Systems for mating dental prosthetic components together are, as illustrated, well known. For example, it is now common practice to fit an abutment that forms a recess over the head of an implant. Commonly, a hex head on the implant and a mating recess on the abutment assist in vertical alignment of the prosthesis components. Ball and socket keyed components are referred to in U.S. Pat. Nos. 5,417,570 and 3,787,975 to Max Zuest. However, none of the know prior art addresses the use of articulated tooth emulations to assure spacing and alignment of implants.
The dental prosthesis art generally and the dental implant art has experienced almost explosive activity in the past decade and have become crowded art. Important progress is made, however. Sometimes, the magnitude of an advance step is not recognized because great changes is structure, materials, etc., are rarely encountered. There remain, nevertheless, very serious problems in the art, not the least of which are the problems associated with drilling holes in proper inclination to receive dental implants upon which prosthetic teeth can be mounted. Even more serious is the problem of drilling plural holes in the jaw bone at proper spacing and in proper inclination for mounting plural implants adjacent each other in the patient's jaw bone. It is to this problem that the present invention is directed.
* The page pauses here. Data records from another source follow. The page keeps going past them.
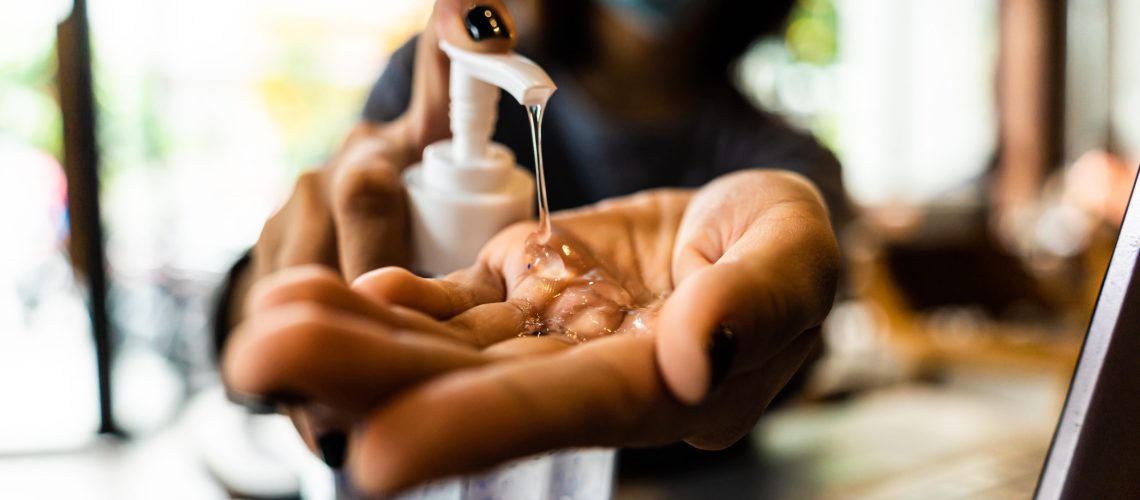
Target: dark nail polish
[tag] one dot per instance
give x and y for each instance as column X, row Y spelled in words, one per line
column 333, row 445
column 262, row 404
column 722, row 353
column 485, row 23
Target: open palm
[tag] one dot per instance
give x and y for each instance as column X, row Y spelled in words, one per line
column 698, row 306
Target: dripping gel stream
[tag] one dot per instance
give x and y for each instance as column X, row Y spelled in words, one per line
column 584, row 301
column 535, row 113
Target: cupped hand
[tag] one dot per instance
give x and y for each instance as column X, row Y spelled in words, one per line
column 714, row 298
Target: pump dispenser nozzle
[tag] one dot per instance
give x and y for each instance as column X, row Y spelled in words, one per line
column 474, row 97
column 469, row 188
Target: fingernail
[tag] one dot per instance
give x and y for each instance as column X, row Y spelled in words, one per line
column 722, row 352
column 483, row 23
column 332, row 445
column 262, row 404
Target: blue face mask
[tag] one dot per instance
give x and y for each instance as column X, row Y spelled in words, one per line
column 651, row 17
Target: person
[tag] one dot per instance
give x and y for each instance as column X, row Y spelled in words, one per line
column 652, row 157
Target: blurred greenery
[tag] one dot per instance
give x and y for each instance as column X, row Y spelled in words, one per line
column 812, row 33
column 27, row 95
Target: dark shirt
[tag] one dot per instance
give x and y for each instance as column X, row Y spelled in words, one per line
column 589, row 156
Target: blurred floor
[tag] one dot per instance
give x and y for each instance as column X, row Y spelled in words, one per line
column 960, row 439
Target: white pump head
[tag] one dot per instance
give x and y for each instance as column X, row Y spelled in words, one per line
column 474, row 82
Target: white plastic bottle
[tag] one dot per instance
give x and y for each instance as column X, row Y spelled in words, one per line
column 469, row 188
column 464, row 191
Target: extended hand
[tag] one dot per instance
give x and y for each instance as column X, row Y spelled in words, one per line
column 438, row 382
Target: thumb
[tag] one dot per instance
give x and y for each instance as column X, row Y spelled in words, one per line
column 486, row 26
column 722, row 320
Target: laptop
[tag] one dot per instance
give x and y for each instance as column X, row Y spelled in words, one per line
column 1096, row 448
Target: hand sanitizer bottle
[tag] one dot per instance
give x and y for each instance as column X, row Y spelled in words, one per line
column 469, row 188
column 464, row 191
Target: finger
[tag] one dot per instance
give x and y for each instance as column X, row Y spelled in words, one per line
column 320, row 286
column 703, row 327
column 751, row 272
column 300, row 232
column 602, row 393
column 467, row 298
column 369, row 210
column 426, row 119
column 438, row 297
column 307, row 352
column 732, row 411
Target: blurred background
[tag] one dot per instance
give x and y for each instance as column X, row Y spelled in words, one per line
column 990, row 146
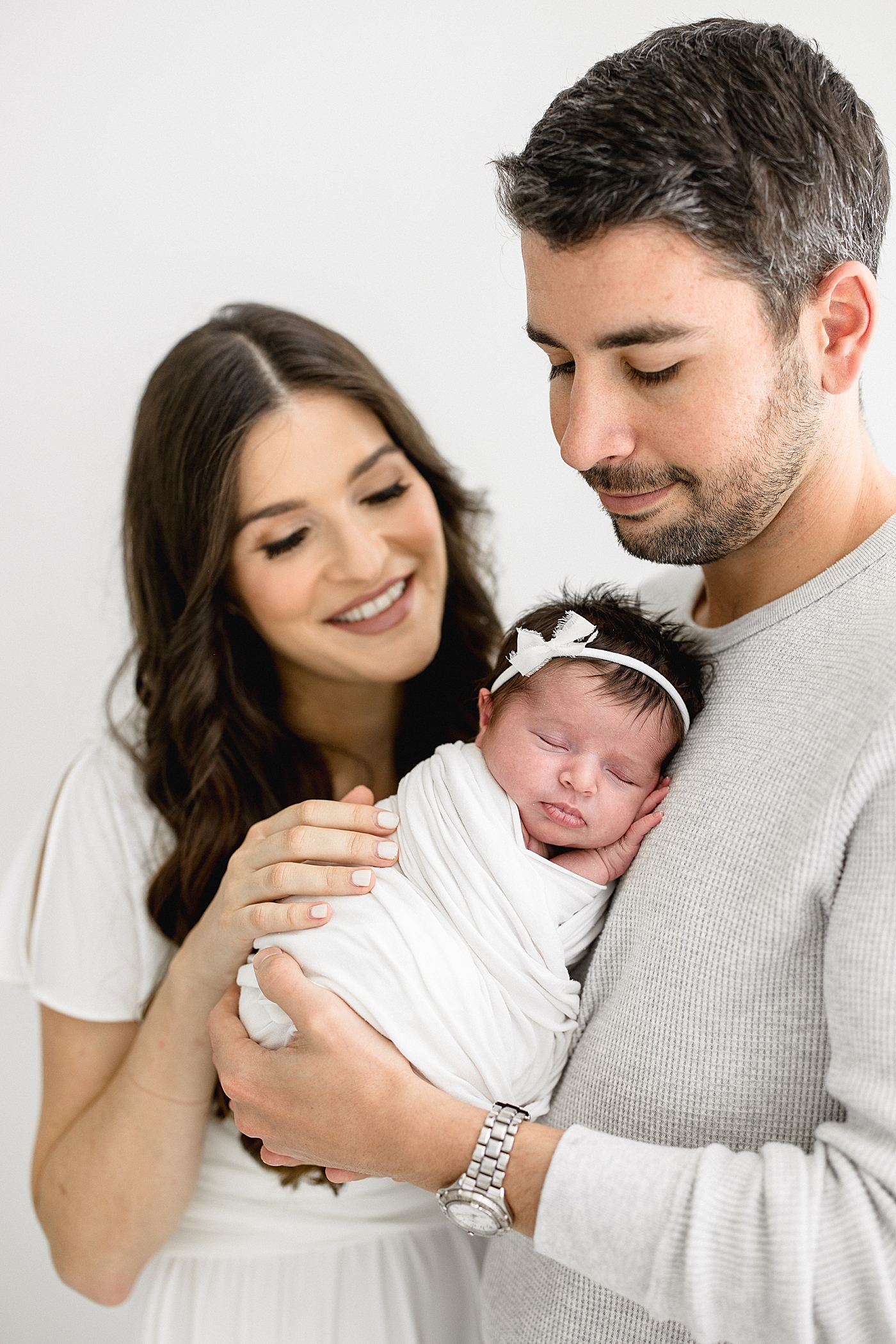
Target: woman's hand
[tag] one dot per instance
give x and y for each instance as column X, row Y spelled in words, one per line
column 284, row 876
Prior to this invention most method most procedures have involved the taking of an impression and the making mounted models so that a surgical guide stent or guide may be made. This step, making of a guide on the model, is usually non-sterile, costly, and has numerous limitations in use. It can only be used for the individual patient for whom it is made, it is difficult to alter as different anatomic problems are incurred and may be bulky.
A feature of this invention is the provision of a quick, highly accurate, and inexpensive method and means for assuring proper spacing and orientation of holes to be drilled in a patient's jaw bone to receive implants.